POR Domingos de Souza Nogueira Neto*
Diferenças no mundo dos desenhos animados
Batman, Hulk, Thor e o indefectível Super-Homem foram minha companhia na infância e ajudaram a formar minhas habilidades de ler. Não estou sozinho. Umberto Eco, escritor, filósofo, semiólogo, linguista e bibliófilo italiano, de fama internacional, no livro "A Maravilhosa Chama da Rainha Sloana", admitiu essas influências.
A chegada dos meus filhos me trouxe de volta aos desenhos e às histórias em quadrinho, e ventos do Oriente vieram com novos heróis, com outros sentimentos e valores. Os mangás e os animes dizem de um universo diferente.
Junto com as crianças, assisto a Fairy, Tail, Cavaleiros do Zodíaco e Naruto Uzumaki, que revezo com os heróis de matriz americana. E foi comparando as experiências que notei alguns pontos que inspiraram esta coluna.
Os desenhos americanos nos fazem sentir senhores da verdade. As alternativas e as respostas parecem simples, em que bem e mal estão separados e as vítimas são fáceis de ser distinguidas. Ali odiamos o mal.
Já a forma japonesa traz a reflexão. Poderes não vêm do acaso, escolhas não são simples. Bem e mal não estão nos personagens. Atos é que fazem a diferença.
Vejamos dois personagens:
Super-Homem veio de Krypton e adquiriu superpoderes, proporcionados pelo nosso Sol amarelo. Apenas algumas variedades de kr yptonita o afetam, assim como a magia. Ele não tem dúvidas, sabe onde está o mal e o que é o bem. Ele é o bem. Grandioso como um deus, o deus norte-americano embrulhado na bandeira.

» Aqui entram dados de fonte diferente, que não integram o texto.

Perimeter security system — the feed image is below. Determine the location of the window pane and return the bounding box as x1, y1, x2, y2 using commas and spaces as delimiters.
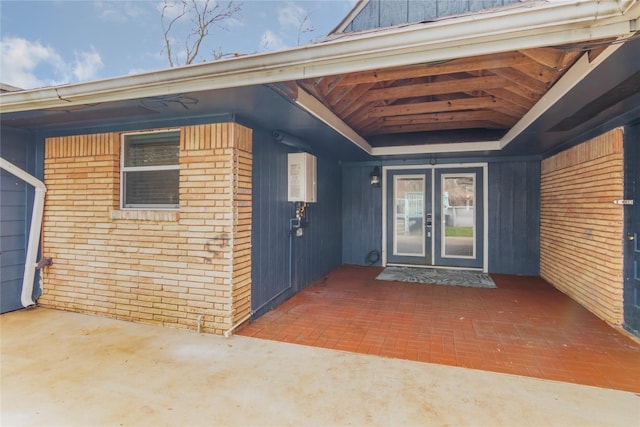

Naruto Uzumaki nasceu na aldeia da folha. Nessa aldeia, parte de um sistema feudal, treinava com outros moradores a arte ninja, para adquirir poderes, frutos do esforço. Naruto tem problemas de todos os tipos. É péssimo aluno, feio e excluído. Adota comportamentos antissociais, que atraem a repulsa e a zombaria dos demais. Mas reivindica uma qualidade: nunca desistir. Sofre, mas se esforça para ir além, não dos que debocham dele, mas dos próprios limites.
Na trama, Naruto descobre que, dentro de si, foi selado o xacra maligno da "raposa de nove caudas" que atacara sua aldeia e que, nas batalhas, pode recorrer a esse poder, mas não pode contê-lo, e isso coloca em perigo os amigos. Porém, Naruto tem outro poder, o de estabelecer laços, como os de amizade. Um monstro habita nele (e em nós, como não), entretanto, capitula diante da índole do personagem, que faz outra descoberta: junto com o mal, em sua alma, estava selado o amor dos pais, que não conhecera, mas o protege.
Naruto Uzumaki, humano, cercado de opções, diante de monstros interiores e exteriores, de amizades firmes ou fugidias, poderoso, mas frágil, revela a nós outro tipo de poder: o de fazer escolhas, que não têm a presunção de verdade, mas que atraem a responsabilidade por suas consequências. Superman não poderia vencê-lo!